Locally, high-need fields seeking more workers include K-12 teaching, information technology, public/social services, and health care, according to Goley.

Employers could benefit from new approaches to recruitment aimed at grads who have been shaped by different experiences from their predecessors, she said.

“Think of it this way: Campuses are sandwiched with traditional-age college students who had two years of pandemic coming into or exiting college. In many ways they are still figuring themselves out under very unique circumstances that don’t always mirror what a workplace expects,” she said. “College years are key developmental years, personally and professionally for students. That has been disrupted. The mentorship, training and development for new hires has never been more important.”

For example, employers need to get better at writing job descriptions for entry-level opportunities so students can "clearly see they can do it,” she said.

“When the employer is asking for X years of experience, citing software knowledge and terminology that is likely industry-specific, it will not resonate to a new grad already having trepidation about what they can do,” Goley said. “They tend to be pretty literal in reading descriptions, so they don’t apply if they don’t understand it or clearly see they are eligible.”

Students should be just as specific, she said. New grads could improve their job-search results by preparing résumés that focus most closely on the critical skills employers seek when evaluating new hires.

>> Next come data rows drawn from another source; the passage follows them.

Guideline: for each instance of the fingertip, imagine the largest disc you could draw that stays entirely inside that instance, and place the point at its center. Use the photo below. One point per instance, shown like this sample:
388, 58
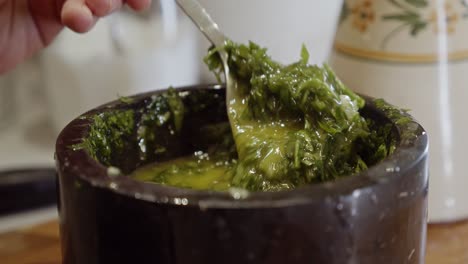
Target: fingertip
139, 5
78, 18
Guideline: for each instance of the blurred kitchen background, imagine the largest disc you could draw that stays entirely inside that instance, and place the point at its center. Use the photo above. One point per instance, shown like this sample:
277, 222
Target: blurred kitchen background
124, 54
413, 53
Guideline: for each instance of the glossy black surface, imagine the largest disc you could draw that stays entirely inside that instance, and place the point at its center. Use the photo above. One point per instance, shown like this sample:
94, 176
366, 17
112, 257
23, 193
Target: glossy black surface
26, 189
377, 216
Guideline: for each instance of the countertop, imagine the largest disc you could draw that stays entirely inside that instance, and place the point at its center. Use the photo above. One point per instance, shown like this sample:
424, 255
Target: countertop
446, 244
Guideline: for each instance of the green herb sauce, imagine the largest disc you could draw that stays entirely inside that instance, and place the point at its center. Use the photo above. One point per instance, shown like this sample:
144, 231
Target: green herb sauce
290, 125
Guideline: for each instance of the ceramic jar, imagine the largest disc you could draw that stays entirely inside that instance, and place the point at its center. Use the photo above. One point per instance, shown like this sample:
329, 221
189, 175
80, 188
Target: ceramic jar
414, 53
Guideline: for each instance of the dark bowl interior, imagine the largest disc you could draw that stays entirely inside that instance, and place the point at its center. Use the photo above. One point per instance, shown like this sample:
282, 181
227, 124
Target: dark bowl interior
377, 215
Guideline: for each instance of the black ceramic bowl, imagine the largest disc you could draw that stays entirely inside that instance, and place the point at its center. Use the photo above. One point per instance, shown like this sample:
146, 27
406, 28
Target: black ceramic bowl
377, 216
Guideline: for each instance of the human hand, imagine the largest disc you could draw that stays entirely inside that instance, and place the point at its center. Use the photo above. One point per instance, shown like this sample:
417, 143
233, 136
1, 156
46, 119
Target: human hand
27, 26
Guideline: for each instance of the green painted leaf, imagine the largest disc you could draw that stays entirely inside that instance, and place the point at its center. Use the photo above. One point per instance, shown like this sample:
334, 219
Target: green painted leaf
409, 17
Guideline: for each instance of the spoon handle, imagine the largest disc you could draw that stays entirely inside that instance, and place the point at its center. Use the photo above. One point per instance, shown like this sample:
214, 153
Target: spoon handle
203, 20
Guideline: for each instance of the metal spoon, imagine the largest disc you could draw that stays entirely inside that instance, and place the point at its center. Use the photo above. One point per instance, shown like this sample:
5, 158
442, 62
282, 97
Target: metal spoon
210, 29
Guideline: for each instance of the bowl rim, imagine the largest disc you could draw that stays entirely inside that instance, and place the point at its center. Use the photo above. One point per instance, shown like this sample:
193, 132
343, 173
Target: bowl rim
408, 153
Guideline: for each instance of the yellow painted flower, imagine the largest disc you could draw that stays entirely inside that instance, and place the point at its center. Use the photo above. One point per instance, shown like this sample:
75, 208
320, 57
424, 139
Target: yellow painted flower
451, 18
363, 14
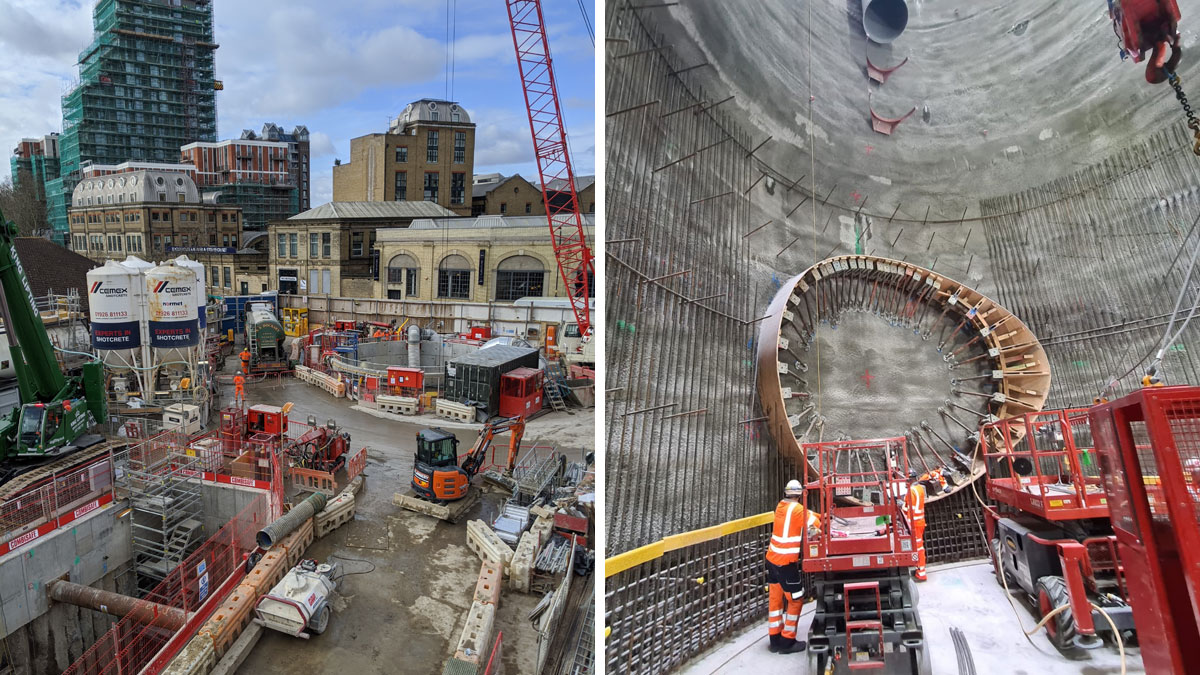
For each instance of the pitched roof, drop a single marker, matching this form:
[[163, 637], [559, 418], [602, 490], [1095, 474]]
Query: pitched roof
[[51, 267], [375, 210]]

“With the advancements of artificial intelligence and application tracking systems, you have to tailor by the job now more than ever for your information to get noticed,” she said.

Differing expectations between workers and bosses are changing the workplace. Societal circumstances that emerged amid COVID-19's effects, such as an increase in working from home, has led many workers to reconsider the importance of a work-life balance.

Polling more than 52,000 people worldwide, professional services company PricewaterhouseCoopers found recently that 65% of workers are broaching “sensitive issues” with their employers in hopes of creating an open, inclusive and understanding work environment.

“We’ve got gaps between the process and the people we are all going to have to redefine and re-establish,” Goley said.